Doctor Who: Joy to the World review – a warm, moving Christmas special for the ages
Yesterday at 01:10 PM
Nicola Coughlan and Ncuti Gatwa's comic timing is impeccable, but it's the touching way this festive episode grapples with yuletide isolation that makes it a classic
There are so many things to love about Christmas: twinkly lights, desserts to set on fire and, of course, Doctor Who specials. But while I am in cheerful mood, wearing a Christmas jumper and having followed breakfast with advent-calendar chocolates, I am aware that for many people this is the loneliest time of year. So it is for Joy (Nicola Coughlan), the new addition to the Doctor Who family, whom we meet checking into a spartan hotel room by herself for a week over the festive period. Fortunately, she is about to make a new friend in the form of the Doctor, who enters her room in pursuit of a green-skinned alien from the future, grinning from ear to ear as he offers her "a cheese toastie and a pumpkin latte".
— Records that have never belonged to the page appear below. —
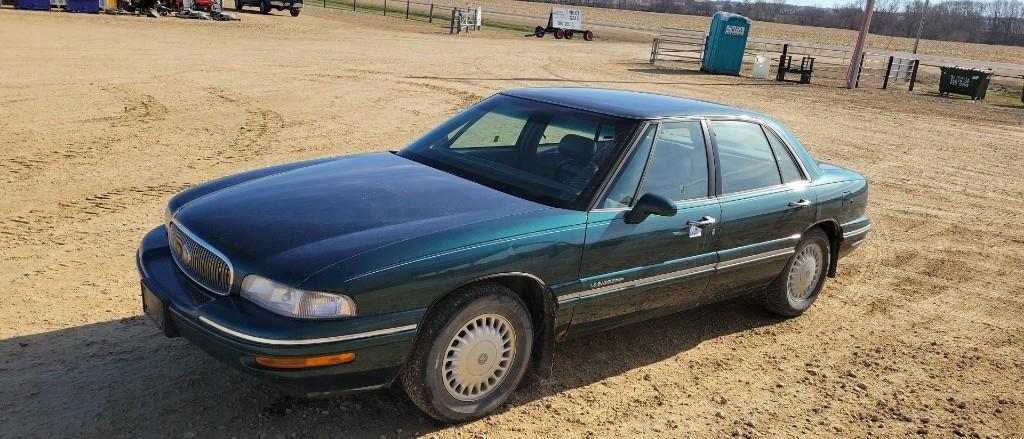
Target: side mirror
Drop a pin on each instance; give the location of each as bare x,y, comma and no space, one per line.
650,204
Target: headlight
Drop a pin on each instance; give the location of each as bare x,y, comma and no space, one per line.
292,302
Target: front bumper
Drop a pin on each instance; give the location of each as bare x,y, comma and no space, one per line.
236,332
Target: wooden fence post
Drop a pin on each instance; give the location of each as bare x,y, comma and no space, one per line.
913,74
780,72
889,69
860,70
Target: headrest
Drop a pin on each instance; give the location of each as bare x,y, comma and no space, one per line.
578,147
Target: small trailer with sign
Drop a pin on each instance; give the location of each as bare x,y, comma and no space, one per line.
564,23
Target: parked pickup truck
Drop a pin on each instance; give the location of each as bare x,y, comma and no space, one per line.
293,6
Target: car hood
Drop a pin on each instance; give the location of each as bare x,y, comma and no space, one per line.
289,225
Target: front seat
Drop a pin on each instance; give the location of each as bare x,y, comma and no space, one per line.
579,168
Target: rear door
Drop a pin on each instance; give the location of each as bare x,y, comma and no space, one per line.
766,205
632,271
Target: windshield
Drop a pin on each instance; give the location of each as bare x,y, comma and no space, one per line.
535,150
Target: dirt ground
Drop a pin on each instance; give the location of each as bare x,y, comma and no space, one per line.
103,118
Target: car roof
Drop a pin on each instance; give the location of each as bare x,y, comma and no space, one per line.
624,103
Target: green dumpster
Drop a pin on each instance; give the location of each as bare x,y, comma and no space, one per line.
966,81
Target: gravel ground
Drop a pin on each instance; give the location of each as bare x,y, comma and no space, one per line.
104,118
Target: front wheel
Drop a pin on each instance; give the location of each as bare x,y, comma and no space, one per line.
471,353
797,288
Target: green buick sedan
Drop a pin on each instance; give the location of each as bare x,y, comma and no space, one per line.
451,267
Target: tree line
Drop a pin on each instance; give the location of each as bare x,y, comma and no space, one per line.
994,22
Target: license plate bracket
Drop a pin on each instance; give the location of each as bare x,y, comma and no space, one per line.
157,310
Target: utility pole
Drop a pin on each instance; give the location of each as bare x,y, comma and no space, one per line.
921,26
853,72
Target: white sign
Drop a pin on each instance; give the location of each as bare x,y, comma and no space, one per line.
734,30
566,18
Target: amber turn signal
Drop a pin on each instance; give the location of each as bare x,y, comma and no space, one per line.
306,362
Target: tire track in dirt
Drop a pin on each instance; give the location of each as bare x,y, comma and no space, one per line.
463,98
41,225
139,108
256,131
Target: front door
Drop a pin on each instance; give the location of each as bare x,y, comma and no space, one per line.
631,271
766,205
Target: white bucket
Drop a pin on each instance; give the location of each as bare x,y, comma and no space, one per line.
762,63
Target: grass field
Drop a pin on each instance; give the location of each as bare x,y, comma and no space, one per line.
104,118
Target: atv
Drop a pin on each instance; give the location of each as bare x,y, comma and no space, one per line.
293,6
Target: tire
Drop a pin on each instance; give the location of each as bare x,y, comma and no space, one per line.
798,286
432,379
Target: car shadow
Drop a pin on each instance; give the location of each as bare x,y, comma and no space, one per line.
123,379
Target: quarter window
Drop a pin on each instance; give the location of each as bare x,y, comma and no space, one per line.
786,166
625,187
678,167
745,157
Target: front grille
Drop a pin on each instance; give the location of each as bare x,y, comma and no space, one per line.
200,262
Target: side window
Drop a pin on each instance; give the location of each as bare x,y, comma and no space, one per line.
678,167
745,158
492,130
625,187
786,165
While Ncuti Gatwa's first Christmas special, The Church on Ruby Road, was a delightful proper introduction to the show's radiant new star (previously, he had briefly appeared in The Giggle, starring David Tennant), the stakes on that outing were markedly lower. In Joy to the World, rather than being tasked with rescuing a baby from pop-singing goblins, the Doctor is trying to prevent the end of planet Earth – though explaining what he is saving it from would enter serious spoiler territory. Suffice to say that most of the action takes place over the festive season in London in 4202, where residents of a glitzy hotel can visit key moments in history, chasing up their mulled wine with a trip on the Orient Express in 1926, or to Everest's base camp in 1953 or, for some bizarre reason, the London blitz. Joy's present-day Christmas interruption escalates quickly and the only way to buy the pair enough time to stop the apocalypse leaves the Doctor trapped in London for a year while Joy is in 4202 with his future self.